The City of Brass by S. A. Chakraborty
535 pages
Published 2017
Read from March 13 to March 27
Rating: 4 out of 5
It's been a long time since I read a novel this lengthy. The Lord of the Rings doesn't count; I'd read that one several times before, so it was a fond revisit rather than a fresh read. Turns out the last book I read approaching this one in wordcount was Lauren Owen's The Quick, all the way back in October 2019, several tumultuous lifetimes ago.
For a while now, I've been reading and writing mostly short form pieces: short stories, flash, quite a bit of poetry. Concurrently, my ADHD (and my attention span in general) has been more of a struggle than it used to be. I've been trying to get back into reading novels, but have been intimidated by the proverbial fantasy doorstops that I used to enjoy. It's difficult to maintain any reasonable reading pace when the 50 or so pages I can manage on an average day barely make a dent in the page-count.

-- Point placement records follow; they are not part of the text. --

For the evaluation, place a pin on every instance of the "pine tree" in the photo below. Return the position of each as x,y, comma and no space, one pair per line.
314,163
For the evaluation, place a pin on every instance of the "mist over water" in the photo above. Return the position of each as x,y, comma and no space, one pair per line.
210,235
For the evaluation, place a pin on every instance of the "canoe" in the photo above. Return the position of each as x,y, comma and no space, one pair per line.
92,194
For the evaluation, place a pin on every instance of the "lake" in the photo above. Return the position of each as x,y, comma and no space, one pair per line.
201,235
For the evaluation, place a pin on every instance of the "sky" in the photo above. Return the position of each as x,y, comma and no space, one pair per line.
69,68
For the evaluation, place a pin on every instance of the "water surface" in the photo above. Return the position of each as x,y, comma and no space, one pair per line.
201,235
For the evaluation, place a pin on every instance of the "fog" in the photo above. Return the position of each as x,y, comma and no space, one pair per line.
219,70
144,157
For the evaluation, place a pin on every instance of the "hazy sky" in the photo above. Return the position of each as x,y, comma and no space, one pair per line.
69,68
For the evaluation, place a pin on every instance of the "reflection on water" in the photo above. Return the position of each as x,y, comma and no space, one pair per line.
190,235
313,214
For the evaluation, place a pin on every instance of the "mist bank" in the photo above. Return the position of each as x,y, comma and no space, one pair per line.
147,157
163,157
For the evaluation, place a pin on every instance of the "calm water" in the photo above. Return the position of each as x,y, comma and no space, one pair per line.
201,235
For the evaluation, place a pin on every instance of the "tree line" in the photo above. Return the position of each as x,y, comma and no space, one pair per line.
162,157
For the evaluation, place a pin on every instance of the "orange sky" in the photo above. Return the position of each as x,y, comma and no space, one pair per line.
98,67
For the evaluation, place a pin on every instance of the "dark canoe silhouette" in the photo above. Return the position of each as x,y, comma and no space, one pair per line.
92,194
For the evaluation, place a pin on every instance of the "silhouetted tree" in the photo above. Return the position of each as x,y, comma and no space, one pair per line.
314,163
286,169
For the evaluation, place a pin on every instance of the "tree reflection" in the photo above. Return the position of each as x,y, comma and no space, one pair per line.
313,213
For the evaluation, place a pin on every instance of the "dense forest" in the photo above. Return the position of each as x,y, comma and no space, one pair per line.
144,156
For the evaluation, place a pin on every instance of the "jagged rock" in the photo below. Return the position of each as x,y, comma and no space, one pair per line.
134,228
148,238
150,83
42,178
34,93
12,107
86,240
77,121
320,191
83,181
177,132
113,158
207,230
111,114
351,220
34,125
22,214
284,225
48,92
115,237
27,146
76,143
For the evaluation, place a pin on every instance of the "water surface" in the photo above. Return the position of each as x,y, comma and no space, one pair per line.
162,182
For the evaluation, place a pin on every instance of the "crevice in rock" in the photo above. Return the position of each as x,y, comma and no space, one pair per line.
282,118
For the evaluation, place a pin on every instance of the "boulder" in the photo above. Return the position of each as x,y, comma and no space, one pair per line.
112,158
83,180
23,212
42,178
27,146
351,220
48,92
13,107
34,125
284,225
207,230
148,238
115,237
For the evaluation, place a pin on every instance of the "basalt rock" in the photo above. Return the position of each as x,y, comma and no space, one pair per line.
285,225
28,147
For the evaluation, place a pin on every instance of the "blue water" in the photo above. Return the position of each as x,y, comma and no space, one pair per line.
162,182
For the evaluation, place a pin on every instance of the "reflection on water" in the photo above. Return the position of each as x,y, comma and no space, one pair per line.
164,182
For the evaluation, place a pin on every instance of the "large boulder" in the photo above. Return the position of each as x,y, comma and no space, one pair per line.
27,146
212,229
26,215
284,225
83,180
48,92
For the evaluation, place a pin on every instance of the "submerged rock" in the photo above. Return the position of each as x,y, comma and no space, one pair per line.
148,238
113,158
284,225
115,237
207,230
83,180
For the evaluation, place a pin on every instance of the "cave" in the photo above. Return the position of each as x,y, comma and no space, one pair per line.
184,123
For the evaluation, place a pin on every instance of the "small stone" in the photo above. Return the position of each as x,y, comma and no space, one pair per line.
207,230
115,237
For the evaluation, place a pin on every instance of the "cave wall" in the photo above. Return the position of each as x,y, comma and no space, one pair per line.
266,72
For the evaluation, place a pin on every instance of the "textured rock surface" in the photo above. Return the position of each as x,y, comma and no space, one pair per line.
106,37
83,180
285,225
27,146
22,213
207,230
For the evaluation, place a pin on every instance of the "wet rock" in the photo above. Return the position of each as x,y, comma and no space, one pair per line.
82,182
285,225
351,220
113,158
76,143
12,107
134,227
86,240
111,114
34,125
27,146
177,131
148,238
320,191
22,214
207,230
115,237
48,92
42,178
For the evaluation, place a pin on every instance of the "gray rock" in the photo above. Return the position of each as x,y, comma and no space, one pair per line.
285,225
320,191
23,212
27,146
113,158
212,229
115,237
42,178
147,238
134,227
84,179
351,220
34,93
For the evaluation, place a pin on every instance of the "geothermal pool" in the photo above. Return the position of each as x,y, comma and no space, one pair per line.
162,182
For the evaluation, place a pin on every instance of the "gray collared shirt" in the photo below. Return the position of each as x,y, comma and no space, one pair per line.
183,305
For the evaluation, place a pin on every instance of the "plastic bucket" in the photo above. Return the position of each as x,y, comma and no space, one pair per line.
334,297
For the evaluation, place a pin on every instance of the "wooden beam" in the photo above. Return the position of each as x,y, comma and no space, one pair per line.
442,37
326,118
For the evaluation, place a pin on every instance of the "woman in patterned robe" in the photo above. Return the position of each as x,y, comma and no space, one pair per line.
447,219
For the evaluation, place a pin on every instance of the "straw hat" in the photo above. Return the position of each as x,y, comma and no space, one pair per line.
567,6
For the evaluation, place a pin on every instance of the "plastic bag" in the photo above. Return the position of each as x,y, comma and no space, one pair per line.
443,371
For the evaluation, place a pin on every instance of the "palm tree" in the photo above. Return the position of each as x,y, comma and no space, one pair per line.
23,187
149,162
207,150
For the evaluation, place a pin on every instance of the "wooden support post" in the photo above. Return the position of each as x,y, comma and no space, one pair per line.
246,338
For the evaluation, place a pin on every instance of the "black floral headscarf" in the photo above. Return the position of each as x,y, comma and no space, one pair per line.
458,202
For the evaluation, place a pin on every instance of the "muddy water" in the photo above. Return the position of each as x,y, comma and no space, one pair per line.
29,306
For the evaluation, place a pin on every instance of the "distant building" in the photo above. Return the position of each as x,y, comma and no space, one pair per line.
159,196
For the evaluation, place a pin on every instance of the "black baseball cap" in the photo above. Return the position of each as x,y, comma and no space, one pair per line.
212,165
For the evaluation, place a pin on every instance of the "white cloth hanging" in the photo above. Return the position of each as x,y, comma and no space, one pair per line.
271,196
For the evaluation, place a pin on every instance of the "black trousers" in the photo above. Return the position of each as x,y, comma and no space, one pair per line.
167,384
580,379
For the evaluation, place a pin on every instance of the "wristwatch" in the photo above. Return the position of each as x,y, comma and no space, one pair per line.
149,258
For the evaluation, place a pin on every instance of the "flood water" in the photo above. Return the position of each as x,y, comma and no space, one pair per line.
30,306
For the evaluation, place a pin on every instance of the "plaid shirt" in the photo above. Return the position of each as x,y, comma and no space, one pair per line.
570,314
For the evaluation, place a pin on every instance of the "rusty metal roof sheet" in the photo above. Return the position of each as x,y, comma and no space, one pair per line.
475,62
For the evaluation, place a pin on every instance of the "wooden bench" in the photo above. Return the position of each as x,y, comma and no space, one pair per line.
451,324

I'm having to refamiliarize myself with the pacing of longer books. On one hand, it's luxurious when a book has room to indulge in detailed worldbuilding and scene-setting, spending time with mood and vibes rather than rushing between plot points. On the other, The City of Brass spends much of its bulk establishing a norm for its characters and the titular city's political machinations, only to scuttle it in the last couple chapters. At times I felt a bit of the sprawl could've been trimmed without losing much in the way of character detail or sense of place.
That said, the sense of place in this book is astounding. Daevabad, and the world of elemental magic and beings swirling around it, feels as fully-realized as any fantasy setting I've encountered.